The accuracy of selection that is the correlation of the genotype of the parent with the average genotype of its progeny may be calculated as:

PBV = h / 2 Ö n /1 + (n-1) t

Where,

h – square root of heritability

n – number of progeny per parent used in the average

t – ¼ h² if progeny group is composed of half sibs and there is no environmental correlations between sibs.

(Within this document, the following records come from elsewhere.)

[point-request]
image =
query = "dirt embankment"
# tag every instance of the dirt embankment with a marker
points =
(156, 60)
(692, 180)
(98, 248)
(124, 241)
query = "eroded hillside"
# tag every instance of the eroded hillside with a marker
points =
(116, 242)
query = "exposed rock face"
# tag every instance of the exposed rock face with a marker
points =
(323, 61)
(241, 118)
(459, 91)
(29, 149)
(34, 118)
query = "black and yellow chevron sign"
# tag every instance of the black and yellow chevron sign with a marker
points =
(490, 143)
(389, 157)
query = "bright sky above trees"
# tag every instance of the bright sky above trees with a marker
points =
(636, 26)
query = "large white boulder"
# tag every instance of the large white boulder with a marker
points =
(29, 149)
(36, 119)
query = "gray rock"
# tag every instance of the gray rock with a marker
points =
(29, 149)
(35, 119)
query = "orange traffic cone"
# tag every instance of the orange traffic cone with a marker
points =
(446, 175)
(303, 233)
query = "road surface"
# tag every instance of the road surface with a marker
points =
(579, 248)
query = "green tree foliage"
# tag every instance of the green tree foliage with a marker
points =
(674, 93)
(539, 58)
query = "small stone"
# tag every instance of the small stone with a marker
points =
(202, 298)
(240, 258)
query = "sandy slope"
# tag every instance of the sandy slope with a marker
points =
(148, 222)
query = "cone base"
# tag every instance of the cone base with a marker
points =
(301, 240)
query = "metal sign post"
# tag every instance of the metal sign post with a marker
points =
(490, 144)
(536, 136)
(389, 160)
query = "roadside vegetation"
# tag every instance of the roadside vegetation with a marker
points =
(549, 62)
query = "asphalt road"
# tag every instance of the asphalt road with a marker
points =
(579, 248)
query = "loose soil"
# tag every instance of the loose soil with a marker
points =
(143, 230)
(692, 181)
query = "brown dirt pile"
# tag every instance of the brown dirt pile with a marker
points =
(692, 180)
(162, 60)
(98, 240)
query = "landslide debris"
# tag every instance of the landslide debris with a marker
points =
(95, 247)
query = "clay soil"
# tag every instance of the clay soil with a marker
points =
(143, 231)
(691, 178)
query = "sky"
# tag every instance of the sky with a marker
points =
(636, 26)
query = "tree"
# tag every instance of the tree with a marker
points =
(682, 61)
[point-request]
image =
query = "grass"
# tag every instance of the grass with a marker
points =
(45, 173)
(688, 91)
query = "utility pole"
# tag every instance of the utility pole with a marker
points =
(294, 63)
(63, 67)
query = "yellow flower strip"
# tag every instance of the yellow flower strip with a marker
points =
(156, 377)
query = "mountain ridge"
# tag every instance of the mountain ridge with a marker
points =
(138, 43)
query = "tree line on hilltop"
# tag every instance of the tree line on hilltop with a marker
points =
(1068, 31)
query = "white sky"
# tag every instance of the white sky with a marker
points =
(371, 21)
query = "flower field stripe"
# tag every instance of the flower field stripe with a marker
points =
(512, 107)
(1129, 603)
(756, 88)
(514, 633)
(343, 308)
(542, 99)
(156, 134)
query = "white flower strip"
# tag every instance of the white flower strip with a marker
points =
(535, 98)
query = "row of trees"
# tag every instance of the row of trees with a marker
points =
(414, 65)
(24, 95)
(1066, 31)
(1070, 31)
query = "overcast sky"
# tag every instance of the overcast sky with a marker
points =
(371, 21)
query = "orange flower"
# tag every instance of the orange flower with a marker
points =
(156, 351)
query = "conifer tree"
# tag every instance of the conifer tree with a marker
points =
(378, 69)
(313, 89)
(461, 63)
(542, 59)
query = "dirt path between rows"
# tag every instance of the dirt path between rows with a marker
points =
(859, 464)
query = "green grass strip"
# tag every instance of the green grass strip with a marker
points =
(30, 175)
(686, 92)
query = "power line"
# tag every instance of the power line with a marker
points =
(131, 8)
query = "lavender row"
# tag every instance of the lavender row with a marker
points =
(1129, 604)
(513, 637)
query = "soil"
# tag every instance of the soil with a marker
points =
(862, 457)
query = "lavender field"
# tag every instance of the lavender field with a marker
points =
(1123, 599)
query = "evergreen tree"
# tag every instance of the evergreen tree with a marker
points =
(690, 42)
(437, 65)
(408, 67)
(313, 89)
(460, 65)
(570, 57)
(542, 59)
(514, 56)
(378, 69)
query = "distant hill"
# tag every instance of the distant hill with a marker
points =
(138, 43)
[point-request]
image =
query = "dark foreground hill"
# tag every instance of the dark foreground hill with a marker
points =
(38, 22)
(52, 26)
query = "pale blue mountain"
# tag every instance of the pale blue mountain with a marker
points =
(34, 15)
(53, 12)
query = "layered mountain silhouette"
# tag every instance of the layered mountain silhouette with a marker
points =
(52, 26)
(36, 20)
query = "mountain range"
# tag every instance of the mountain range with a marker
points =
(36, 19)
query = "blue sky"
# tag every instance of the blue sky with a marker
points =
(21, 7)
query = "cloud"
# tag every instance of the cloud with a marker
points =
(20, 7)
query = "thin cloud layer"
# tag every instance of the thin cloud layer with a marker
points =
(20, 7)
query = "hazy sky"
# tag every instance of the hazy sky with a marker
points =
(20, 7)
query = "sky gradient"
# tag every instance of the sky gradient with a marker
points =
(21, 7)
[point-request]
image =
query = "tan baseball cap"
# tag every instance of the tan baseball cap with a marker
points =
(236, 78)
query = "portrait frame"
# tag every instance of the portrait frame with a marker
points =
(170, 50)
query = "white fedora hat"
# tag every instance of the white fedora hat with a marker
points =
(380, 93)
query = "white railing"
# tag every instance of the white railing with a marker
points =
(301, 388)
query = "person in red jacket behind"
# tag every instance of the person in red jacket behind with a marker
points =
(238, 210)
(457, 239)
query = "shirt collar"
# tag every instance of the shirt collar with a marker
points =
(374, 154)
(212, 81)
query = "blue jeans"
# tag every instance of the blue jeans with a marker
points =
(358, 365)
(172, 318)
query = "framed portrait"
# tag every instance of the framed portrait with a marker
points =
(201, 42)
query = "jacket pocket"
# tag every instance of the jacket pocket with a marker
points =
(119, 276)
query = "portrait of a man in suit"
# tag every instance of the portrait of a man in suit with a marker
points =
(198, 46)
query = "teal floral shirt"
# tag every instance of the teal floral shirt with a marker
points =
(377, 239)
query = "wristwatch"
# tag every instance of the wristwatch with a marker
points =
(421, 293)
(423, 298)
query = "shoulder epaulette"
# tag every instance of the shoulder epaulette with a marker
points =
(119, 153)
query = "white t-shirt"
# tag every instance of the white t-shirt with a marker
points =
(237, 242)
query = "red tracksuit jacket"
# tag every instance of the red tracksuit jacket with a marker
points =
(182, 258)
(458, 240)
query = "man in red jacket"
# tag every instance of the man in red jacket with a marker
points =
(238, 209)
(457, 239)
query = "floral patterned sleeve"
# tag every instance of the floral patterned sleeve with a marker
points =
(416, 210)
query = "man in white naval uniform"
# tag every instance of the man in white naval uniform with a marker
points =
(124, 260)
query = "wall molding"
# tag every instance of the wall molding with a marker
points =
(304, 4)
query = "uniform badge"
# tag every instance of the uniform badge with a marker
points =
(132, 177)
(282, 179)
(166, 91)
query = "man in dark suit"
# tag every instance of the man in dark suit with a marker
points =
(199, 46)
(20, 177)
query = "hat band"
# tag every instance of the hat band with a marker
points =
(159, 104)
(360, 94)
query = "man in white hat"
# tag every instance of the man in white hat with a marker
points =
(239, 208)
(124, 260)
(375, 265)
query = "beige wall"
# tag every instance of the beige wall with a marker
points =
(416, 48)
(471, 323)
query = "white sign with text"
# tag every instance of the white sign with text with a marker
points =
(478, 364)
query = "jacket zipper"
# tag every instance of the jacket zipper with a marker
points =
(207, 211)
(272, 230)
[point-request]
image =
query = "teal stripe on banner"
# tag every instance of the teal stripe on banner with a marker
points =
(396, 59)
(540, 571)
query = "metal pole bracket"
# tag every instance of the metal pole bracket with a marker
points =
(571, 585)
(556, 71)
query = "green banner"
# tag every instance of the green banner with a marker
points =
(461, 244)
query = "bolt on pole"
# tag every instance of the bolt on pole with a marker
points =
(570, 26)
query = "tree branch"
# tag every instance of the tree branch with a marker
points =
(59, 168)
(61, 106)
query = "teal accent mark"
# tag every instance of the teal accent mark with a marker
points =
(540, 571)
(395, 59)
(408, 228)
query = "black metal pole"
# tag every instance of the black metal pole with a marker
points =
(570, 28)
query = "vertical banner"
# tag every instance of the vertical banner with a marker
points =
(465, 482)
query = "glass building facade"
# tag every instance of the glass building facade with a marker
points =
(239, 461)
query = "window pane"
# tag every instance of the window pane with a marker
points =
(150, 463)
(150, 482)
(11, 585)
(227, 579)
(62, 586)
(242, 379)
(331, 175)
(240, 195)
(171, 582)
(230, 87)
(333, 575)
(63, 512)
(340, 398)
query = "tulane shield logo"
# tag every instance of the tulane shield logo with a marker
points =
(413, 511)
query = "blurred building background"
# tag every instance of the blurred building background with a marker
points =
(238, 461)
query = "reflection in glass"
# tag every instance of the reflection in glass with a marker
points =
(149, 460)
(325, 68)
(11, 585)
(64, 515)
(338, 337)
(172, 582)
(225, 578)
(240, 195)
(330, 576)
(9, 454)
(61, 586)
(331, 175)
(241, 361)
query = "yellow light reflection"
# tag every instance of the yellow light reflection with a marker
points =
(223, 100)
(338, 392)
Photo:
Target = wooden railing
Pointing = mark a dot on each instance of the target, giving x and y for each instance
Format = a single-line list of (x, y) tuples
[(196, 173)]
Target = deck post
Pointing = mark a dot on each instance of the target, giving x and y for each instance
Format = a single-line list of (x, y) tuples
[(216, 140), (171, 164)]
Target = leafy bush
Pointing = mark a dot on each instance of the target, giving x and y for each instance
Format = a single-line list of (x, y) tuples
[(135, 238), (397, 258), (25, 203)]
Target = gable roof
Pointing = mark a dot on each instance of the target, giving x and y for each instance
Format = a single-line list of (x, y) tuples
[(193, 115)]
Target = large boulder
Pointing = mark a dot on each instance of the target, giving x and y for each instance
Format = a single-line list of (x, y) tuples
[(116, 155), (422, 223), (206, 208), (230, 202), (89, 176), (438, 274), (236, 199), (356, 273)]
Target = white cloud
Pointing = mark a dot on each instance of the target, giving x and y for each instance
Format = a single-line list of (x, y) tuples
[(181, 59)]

Testing of progeny at several locations using artificial insemination and adoption of comparison of performance with contemporary animals can increase the accuracy.

Advantages

• For selecting sex limited traits.
• For selecting traits require sacrifice of the animal (carcass traits)
• For selecting traits expressed late in life
• For traits having low heritability value.
• For selection of animals that nick or combine well.
• For testing animals for recessive traits.

Limitations

• More number of animals must be progeny tested.
• It prolongs the generation interval. Hence it is time consuming and expensive
• Use of superior animals extensively once they have been located and errors due to environment that are not standard for the progeny are more serious limitations.
• Sires can be selected only when the progenies come for production and by the time the sire may become old and useless. Therefore, the annual rate of genetic gain is lowered.
• Hence it is time consuming and expensive

In conclusion, Progeny testing is estimating the breeding value of a sire based on the average performance of its offspring. Each offspring receives a sample half of genes from the sire. Therefore, the performance of large number of daughters will indicate the breeding value of sire on progeny testing. Progeny testing is usually conducted for males as more number of progenies can be produced for males and also proven bulls can be extensively used for production of more number of progenies. The primary selection of the bulls is based on the sibs’ average. The bulls with highest averages are selected and included in the progeny testing. Then the bulls are used on many females to produce many progenies. The performances of progenies are then studied to estimate the breeding value of each bull. It is the best way of determining the genetic makeup of an individual. The genetic principle behind progeny testing is that the more the number of progeny are tested the greater the accuracy of assessment of the parents, since the errors in sampling are reduced.